Why Use Orthogonal Regression?
Orthogonal and Deming regressions are special cases of errors-in-variables models. These are models where there is explicit recognition that the independant variables are subject to error as well. Perhaps a tool was faulty, perhaps we ran into Heisenberg’s uncertainty principle and we cannot measure precisely. Regardless, these kinds of models help correct for the attenuation bias that results when independent variables have measurement error.
Example
Let’s assume that the true relationship between \(X\) and \(Y\) is: \[ y_i = 3.1 + 6x_i + \epsilon_i\\ \epsilon \sim \mathcal{N}(0, 2) \]
In case one, we will generate data assuming we know the \(x\)’s exactly. In case two, we will generate white noise to add to each \(x\), representing the measurement error. We will then compare the results of OLS with orthogonal least squares.
set.seed(33)
n <- 15
x <- rnorm(n, 0, 1)
y <- 3.1 + 6 * x + rnorm(n, 0, 2)
x2 <- x + rnorm(n, 0, 2)
par(mfrow = c(1, 2))
plot(x2, y, col = 'red', xlim = c(min(x, x2), max(x, x2)),
ylim = c(min(y), max(y)),
main = "Observations With Measurment Error")
plot(x, y, xlim = c(min(x, x2), max(x, x2)), ylim = c(min(y), max(y)),
main = "Observations w/o Measurment Error")Clearly, the measurement error will inducing attenuation error in the model. We will now regress the observed \(y\)’s on the observed \(x\)’s.
set.seed(33)
library(deming)
fit1 <- lm(y ~ x2)
fit2 <- deming(y ~ x2)
Tfit <- lm(y ~ x)
summary(fit1)##
## Call:
## lm(formula = y ~ x2)
##
## Residuals:
## Min 1Q Median 3Q Max
## -7.7648 -3.4663 0.0283 4.3896 6.2993
##
## Coefficients:
## Estimate Std. Error t value Pr(>|t|)
## (Intercept) 2.4876 1.3009 1.912 0.07815 .

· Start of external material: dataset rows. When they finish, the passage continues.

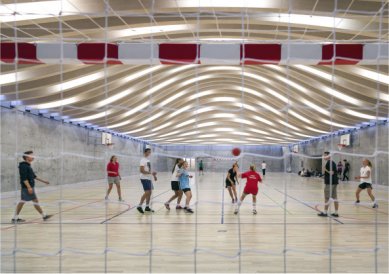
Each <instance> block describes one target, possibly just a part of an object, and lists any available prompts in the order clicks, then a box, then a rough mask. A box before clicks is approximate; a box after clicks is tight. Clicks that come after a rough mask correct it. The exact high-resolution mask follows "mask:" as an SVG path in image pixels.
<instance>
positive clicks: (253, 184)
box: [242, 170, 262, 195]
mask: <svg viewBox="0 0 389 274" xmlns="http://www.w3.org/2000/svg"><path fill="white" fill-rule="evenodd" d="M242 178H247V183H246V186H245V187H244V190H243V192H244V193H245V194H252V195H257V194H258V182H262V178H261V176H260V175H259V174H258V173H256V172H255V171H252V170H250V171H247V172H245V173H242Z"/></svg>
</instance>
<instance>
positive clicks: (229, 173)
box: [227, 168, 236, 183]
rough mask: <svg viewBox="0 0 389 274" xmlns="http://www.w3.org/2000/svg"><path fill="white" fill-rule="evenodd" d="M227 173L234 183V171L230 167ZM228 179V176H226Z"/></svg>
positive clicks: (235, 176) (231, 168)
mask: <svg viewBox="0 0 389 274" xmlns="http://www.w3.org/2000/svg"><path fill="white" fill-rule="evenodd" d="M228 174H230V180H231V181H233V182H234V183H235V177H236V172H235V171H234V170H233V169H232V168H231V169H230V170H229V171H228ZM227 180H228V178H227Z"/></svg>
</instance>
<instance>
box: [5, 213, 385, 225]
mask: <svg viewBox="0 0 389 274" xmlns="http://www.w3.org/2000/svg"><path fill="white" fill-rule="evenodd" d="M185 216H190V215H185ZM247 216H252V214H248V215H247ZM344 218H345V219H350V220H351V218H346V217H344ZM352 220H359V219H355V218H353V219H352ZM361 221H362V220H361ZM3 224H8V223H3ZM36 224H37V223H36ZM59 224H61V223H53V222H51V223H45V225H59ZM98 224H100V223H91V222H88V223H80V222H65V223H62V225H98ZM154 224H155V225H194V224H196V223H194V222H193V223H187V222H182V223H179V222H169V223H157V222H153V225H154ZM197 224H199V225H220V223H219V222H215V223H197ZM224 224H225V225H236V224H238V222H236V223H232V222H228V223H224ZM241 224H247V225H257V224H266V225H283V224H284V223H283V222H282V223H281V222H279V223H274V222H255V223H254V222H250V223H249V222H244V223H242V222H241ZM287 224H288V225H327V223H296V222H288V223H287ZM361 224H364V225H372V226H375V222H369V223H368V222H363V223H362V222H355V223H347V225H361ZM109 225H150V223H129V222H121V223H109ZM377 225H380V226H388V225H389V224H388V223H387V222H381V223H377Z"/></svg>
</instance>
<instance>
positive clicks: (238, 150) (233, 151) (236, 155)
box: [232, 147, 240, 156]
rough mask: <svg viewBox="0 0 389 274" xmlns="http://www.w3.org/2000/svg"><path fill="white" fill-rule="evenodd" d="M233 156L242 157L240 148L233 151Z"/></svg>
mask: <svg viewBox="0 0 389 274" xmlns="http://www.w3.org/2000/svg"><path fill="white" fill-rule="evenodd" d="M232 155H234V156H239V155H240V148H237V147H236V148H234V149H233V150H232Z"/></svg>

## x2 2.2100 0.6052 3.652 0.00293 **
## ---
## Signif. codes: 0 '***' 0.001 '**' 0.01 '*' 0.05 '.' 0.1 ' ' 1
##
## Residual standard error: 4.81 on 13 degrees of freedom
## Multiple R-squared: 0.5064, Adjusted R-squared: 0.4684
## F-statistic: 13.34 on 1 and 13 DF, p-value: 0.002927
##
## Call:
## deming(formula = y ~ x2)
##
## n= 15
## Coef se(coef) lower 0.95 upper 0.95
## Intercept 1.245370 1.7994644 -2.281515 4.772256
## Slope 4.152808 0.7654762 2.652502 5.653114
##
## Scale= 1.507857
plot(x2, y, col = 'red', xlim = c(min(x, x2), max(x, x2)),
ylim = c(min(y), max(y)),
main = "Observations With Measurment Error")
abline(fit1$coefficients[[1]], fit1$coefficients[[2]], col = 'red', lty = 2)
abline(fit2$coefficients[[1]], fit2$coefficients[[2]], col = 'darkgreen', lty = 2)
abline(Tfit$coefficients[[1]], Tfit$coefficients[[2]], col = 'black', lty = 2)The red line is the linear regression assuming the measured \(x\)’s have no error. The black line is the regression through the “true” value of the \(x\)’s. The green line is the orthogonal regression line. While we were unable to fully recover the true regression line, using orthogonal regression did address the attenuation error, and shifted the slope more towards the actual than to 0.